AI Readiness Audit (HealthspanWire)

AI Readiness Audit (HealthspanWire)

Date: 2026-03-26
Auditor: Codex (repository-level review)

Executive summary

HealthspanWire is well-prepared for AI engine discovery and retrieval workflows.

Current strengths include:

  • An llms.txt file with a clear site summary and high-value paths.
  • A permissive robots.txt that explicitly allows major AI crawlers.
  • A generated sitemap.xml that includes pages and posts with lastmod.
  • Rich SEO/OpenGraph/Twitter metadata and JSON-LD schema on layouts.
  • A machine-readable search.json index of posts.

Overall readiness score: 8.6 / 10

What is already good for AI engines

  1. AI-specific discovery surface exists (llms.txt)
    The repository provides a concise AI-oriented descriptor and links to key sections (/signals/, /monthly-reports/, /newsletter/).

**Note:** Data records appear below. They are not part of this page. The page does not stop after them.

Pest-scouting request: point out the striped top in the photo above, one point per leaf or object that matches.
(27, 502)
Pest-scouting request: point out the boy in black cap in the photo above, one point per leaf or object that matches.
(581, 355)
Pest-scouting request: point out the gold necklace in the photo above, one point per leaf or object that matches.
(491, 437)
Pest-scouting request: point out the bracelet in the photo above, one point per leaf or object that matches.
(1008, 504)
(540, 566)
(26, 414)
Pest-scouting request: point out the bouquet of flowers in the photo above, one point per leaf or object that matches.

  2. Crawler access is explicitly open
    robots.txt allows all bots and has explicit allow blocks for GPTBot, Google-Extended, ClaudeBot, PerplexityBot, and Applebot-Extended.

  3. Sitemap coverage is strong
    sitemap.xml loops through both pages and posts, sets canonical locations, and includes last-modified timestamps.

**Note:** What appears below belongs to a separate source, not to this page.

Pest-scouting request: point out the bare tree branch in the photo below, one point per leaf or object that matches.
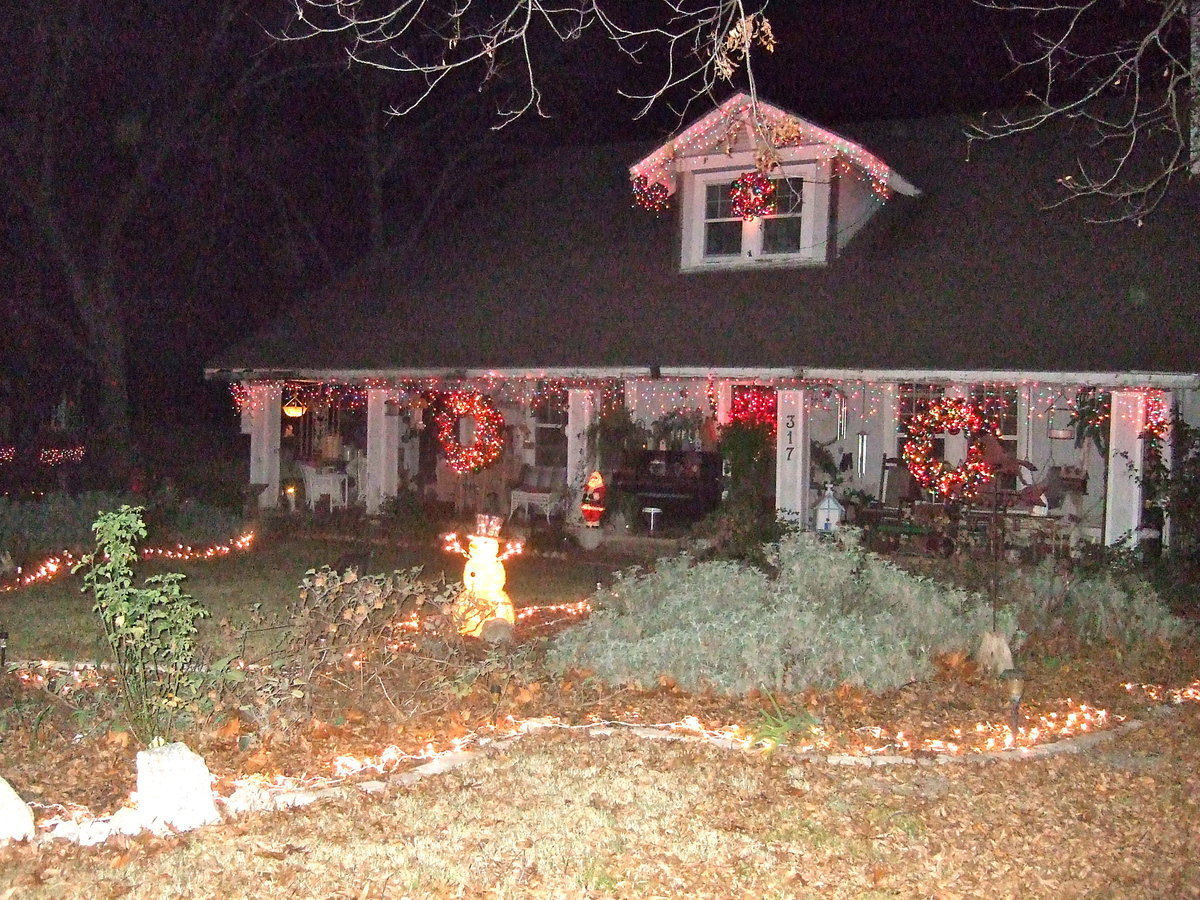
(701, 42)
(1137, 91)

  4. Structured metadata quality is high
    Default layout injects canonical URLs, robots directives, OG/Twitter metadata, and JSON-LD (WebSite / NewsArticle + breadcrumbs for posts).

  5. On-site search data is exposed as JSON
    search.json includes title, URL, date, excerpt, categories, and tags for all posts, which is helpful for AI retrieval and lightweight indexing.

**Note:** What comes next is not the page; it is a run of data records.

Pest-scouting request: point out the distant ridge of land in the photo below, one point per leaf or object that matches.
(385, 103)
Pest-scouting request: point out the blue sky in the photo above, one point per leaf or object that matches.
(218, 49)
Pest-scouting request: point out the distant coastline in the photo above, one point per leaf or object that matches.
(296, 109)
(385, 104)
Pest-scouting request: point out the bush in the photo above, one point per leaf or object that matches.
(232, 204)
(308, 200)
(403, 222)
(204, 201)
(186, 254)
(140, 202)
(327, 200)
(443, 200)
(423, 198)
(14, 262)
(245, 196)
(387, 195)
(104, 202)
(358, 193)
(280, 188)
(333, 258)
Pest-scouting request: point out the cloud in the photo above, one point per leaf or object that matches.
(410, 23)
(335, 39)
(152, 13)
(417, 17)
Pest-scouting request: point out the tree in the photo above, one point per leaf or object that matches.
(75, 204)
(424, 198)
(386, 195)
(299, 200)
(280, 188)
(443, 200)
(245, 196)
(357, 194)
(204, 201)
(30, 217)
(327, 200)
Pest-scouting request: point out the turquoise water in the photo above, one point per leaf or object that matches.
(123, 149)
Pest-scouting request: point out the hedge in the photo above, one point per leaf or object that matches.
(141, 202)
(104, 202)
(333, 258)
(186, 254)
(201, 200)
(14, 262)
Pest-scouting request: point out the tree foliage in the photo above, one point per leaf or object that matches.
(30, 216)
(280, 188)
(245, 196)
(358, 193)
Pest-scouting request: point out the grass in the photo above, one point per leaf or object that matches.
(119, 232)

Gaps and improvement opportunities

High-priority

  1. Add llms-full.txt (or segmented AI corpus files)
    • Why: AI agents often perform better with a longer, normalized corpus than a short directory-style llms.txt.
    • Suggestion: Publish a generated llms-full.txt containing standardized sections per article: title, date, URL, canonical summary, tags, and source links.
  2. Add explicit content licensing / AI usage policy in machine-readable form
    • Why: Crawlers and AI platforms increasingly evaluate permission and attribution terms.
    • Suggestion: Add a short section in llms.txt (and/or dedicated /ai-policy/) defining reuse terms and attribution requirements.
  3. Add feed-level discovery for agents (/feed.xml) if not already enabled in deploy output
    • Why: Many retrievers consume RSS/Atom for incremental updates.
    • Suggestion: Ensure a feed is generated and linked from layout <head>.

Medium-priority

  1. Expand search.json with stronger retrieval fields
    • Add: description, author, topic, signal_id, and optional short cleaned body text (size-limited).
    • Benefit: Better semantic retrieval and fewer hallucinations when AI tools summarize stories.
  2. Strengthen entity normalization in posts
    • Suggestion: Keep consistent metadata keys in post front matter (e.g., source_name, source_url, published_at, evidence_level).
    • Benefit: Better machine extraction quality and faceted search.
  3. Publish a stable, AI-facing content map
    • Suggestion: Create /ai-index.json (versioned) listing canonical sections and high-authority resources.
    • Benefit: Reduced crawl ambiguity and faster tool ingestion.

Low-priority

  1. Increase repository onboarding clarity
    • README.md is minimal.
    • Suggestion: Add generation workflow docs for llms.txt, search.json, post schema, and quality controls.
  2. Clean up stray content artifacts
    • There appears to be a non-standard _posts/a entry, which may confuse tooling.
    • Suggestion: remove or convert to a valid dated post file.

Practical guidance for end users (readers) interacting with AI

  • Prefer asking AI assistants to cite HealthspanWire canonical article URLs and dates.
  • For high-stakes health decisions, use articles as a starting point and verify against primary studies.
  • When requesting summaries, ask for: 1) claim, 2) evidence type (mouse/human/clinical), 3) limitations, 4) source links.
  • Use /signals/ and /monthly-reports/ for higher-signal synthesis over single-news snapshots.

Suggested next implementation sprint (quick wins)

  1. Add /ai-policy/ page and link it from llms.txt.
  2. Introduce generated llms-full.txt from post metadata.
  3. Extend search.json schema with description and normalized topic/signal fields.
  4. Expand README.md with an “AI indexing and retrieval” section.

Expected impact: improved discoverability, clearer permissioning, and higher factual grounding for AI-generated summaries.